Protecting the Chihuahuan
Latin America/Caribbean > Central America > Mexico
North America > North America > USA / United States of America
The Chihuahuan is the largest desert in North America, stretching from the southwestern United States deep into the Central Mexican Highlands. The Rio Grande – known as the Río Bravo in Mexico – flows through it, providing a lifeline for animal and plant species. But the magnificent desert is threatened by an ever-increasing human population, water misuse and mismanagement and overgrazing by cattle and goats.
WWF is working on a number of projects in Chihuahuan, which focus on restoring river habitats, conserving grasslands and wetlands, stopping illegal wildlife trade and protecting large predators such as wolves.
The Chihuahuan desert’s vast expanses hold freshwater marvels. The Rio Grande - known as the Río Bravo in Mexico - is born in the San Juan Mountains of Colorado and flows for 2,000 miles through 2 countries, 8 states, and the land of more than a dozen Native American nations. This great river is the lifeblood of the desert, maintaining vital ecological and biological processes as well providing livelihoods in both the United States (US) and Mexico.
The Rio Grande/Río Bravo and its primary tributary - the Río Conchos in Mexico - support many endemic species that have evolved to live in this desert environment. Found nowhere else on Earth, their future is tied to the health of this majestic river. About 13 million people also inhabit the Rio Grande/Río Bravo basin and depend upon it for electricity, agriculture and freshwater. Over the next 40 years, this human population is expected to double.
Economic expansion in the Mexico/US border region is drawing more people to the area, further increasing water demand on surface water from the river and groundwater in neighbouring wells. The resulting water diversions, dams, untreated sewage discharge and groundwater draining represent major threats to the Rio Grande/Río Bravo basin - almost 90% of the Rio Grande/Río Bravo’s waters irrigate 1 million acres of farmland.
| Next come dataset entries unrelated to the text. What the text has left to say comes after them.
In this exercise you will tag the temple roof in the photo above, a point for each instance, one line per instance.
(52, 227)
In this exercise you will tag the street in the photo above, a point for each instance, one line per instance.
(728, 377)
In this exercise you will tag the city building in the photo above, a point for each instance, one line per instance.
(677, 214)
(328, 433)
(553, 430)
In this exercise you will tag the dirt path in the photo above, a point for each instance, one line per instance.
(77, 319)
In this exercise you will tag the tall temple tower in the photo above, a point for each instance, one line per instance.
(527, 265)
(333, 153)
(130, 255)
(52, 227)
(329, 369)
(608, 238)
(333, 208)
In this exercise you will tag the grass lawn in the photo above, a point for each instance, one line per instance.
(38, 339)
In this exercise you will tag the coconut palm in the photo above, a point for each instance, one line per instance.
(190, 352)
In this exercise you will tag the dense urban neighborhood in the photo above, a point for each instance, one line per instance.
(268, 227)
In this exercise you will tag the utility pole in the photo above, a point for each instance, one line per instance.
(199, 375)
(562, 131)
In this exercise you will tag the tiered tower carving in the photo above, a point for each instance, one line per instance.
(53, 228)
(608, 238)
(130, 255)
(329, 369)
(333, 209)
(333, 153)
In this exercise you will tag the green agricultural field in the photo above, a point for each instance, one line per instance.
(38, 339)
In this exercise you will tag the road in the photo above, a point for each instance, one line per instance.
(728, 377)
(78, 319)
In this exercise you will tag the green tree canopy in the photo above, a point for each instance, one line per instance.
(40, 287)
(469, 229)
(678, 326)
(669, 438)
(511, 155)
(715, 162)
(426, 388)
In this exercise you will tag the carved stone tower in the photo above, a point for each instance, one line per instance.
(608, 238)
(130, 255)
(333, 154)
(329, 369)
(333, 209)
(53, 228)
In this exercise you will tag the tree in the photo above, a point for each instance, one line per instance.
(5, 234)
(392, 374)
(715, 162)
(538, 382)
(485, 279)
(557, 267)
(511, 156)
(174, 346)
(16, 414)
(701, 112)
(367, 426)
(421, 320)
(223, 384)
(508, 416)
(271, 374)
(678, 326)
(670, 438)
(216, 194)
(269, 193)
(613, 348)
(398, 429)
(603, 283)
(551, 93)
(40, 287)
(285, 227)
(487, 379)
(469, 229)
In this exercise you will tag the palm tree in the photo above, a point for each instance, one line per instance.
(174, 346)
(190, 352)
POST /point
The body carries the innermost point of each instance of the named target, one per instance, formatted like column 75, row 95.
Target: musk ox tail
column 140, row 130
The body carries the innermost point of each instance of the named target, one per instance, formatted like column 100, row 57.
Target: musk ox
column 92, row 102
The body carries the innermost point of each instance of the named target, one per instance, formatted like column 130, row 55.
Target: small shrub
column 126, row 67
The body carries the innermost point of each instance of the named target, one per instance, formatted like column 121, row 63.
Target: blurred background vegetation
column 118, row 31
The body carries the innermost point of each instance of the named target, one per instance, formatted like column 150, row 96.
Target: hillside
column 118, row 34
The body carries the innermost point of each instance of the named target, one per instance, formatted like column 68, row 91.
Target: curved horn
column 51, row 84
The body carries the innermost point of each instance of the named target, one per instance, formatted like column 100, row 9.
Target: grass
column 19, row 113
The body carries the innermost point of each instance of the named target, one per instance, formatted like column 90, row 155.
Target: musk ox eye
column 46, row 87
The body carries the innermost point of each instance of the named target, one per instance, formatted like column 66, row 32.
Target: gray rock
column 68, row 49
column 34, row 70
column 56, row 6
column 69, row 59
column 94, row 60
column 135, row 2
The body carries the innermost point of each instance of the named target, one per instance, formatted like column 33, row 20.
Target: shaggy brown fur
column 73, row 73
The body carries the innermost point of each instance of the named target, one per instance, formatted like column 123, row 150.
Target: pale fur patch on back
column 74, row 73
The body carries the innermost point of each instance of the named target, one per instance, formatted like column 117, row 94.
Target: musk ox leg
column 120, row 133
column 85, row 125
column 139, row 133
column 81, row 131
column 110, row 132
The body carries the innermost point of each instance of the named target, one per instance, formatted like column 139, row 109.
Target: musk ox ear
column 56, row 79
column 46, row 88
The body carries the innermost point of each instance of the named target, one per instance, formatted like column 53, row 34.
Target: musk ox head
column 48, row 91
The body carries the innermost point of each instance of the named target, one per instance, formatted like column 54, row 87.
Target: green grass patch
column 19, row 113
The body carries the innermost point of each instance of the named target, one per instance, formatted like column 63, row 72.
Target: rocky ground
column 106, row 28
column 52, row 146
Another challenge to its freshwater and riparian ecosystems is the proliferation of invasive exotic fish and plant species.
1. Big Bend/El Gran Recodo Complex
By 2020, ecological processes - as defined in the Biological Assessment - that support the 30 aquatic and terrestrial representative community types and associated key species of Chihuahuan Desert are maintained or restored where needed.
2. Freshwater Ecosystems of Rio Grande/Río Bravo Basin
By 2020, conditions of freshwater ecosystems in the Rio Grande/Río Bravo Basin are improved, measured through water allocation for environmental flows and an Index of Biotic Integrity (IBI) score of at least 70 in at least 10 reference sites.
3. Grasslands and Wetlands of the Northern Chihuahuan Desert
By 2015, key ecological processes and 80% of the 2006 extent of priority grasslands and associated wetlands maintained or restored to 2006 levels.
4. Rare Native Desert Plants and Vertebrates
By 2020, 75% of native desert cacti and other plants, and 75% of native vertebrate species, currently considered rare or endangered, based on the NOM-ECOL-059 and Endangered Species Act, have viable populations.
5. Large Predators
By 2020, wolves, jaguars and black bears have viable populations in the Northern Chihuahuan Desert.
The efficient management of water resources along the US and Mexican border is essential to fostering economic growth and maintaining the biodiversity of the Chihuahuan Desert ecoregion. WWF’s Integrated River Basin Management experience in the Río Conchos will be leveraged for the middle Rio Grande/Río Bravo basin, focusing on ensuring sufficient water flows through the natural stream to meet environmental needs.
Activities in the Rio Grande will leverage best-practices from WWF’s Río Conchos integrated river basin management (IRBM) experience, and will focus on ensuring sufficient water flows through the river to meet environmental needs.
- Improved Rio Grande/Río Bravo’s flow through the promotion of water conservation strategies with cotton producers in New Mexico’s Elephant Butte Irrigation District. With no impact on cotton yield, this private-sector collaboration reduced irrigation volume up to 30% and halved fuel and labour costs.
- Controlled salt cedar in sites in the US and Mexico, coordinating with 5 protected areas on both sides of the border and providing employment to local residents in the Big Bend region. Created a water trust on the Rio Grande to acquire water rights to improve ecosystem health between Fort Quitman and Amistad Reservoir, Texas.
- Secured an agreement between WWF and the Chihuahua state government to implement an integrated river basin management plan for the Río Conchos - the primary river in Chihuahua and the main Mexican tributary of the Rio Grande; the project involves 30 institutions.
- Conducted a restoration project with local communities in the Sierra Tarahumara; it included soil conservation activities across 346 acres, the construction of 119 check dams, and the reforestation of 230 acres with native pine trees.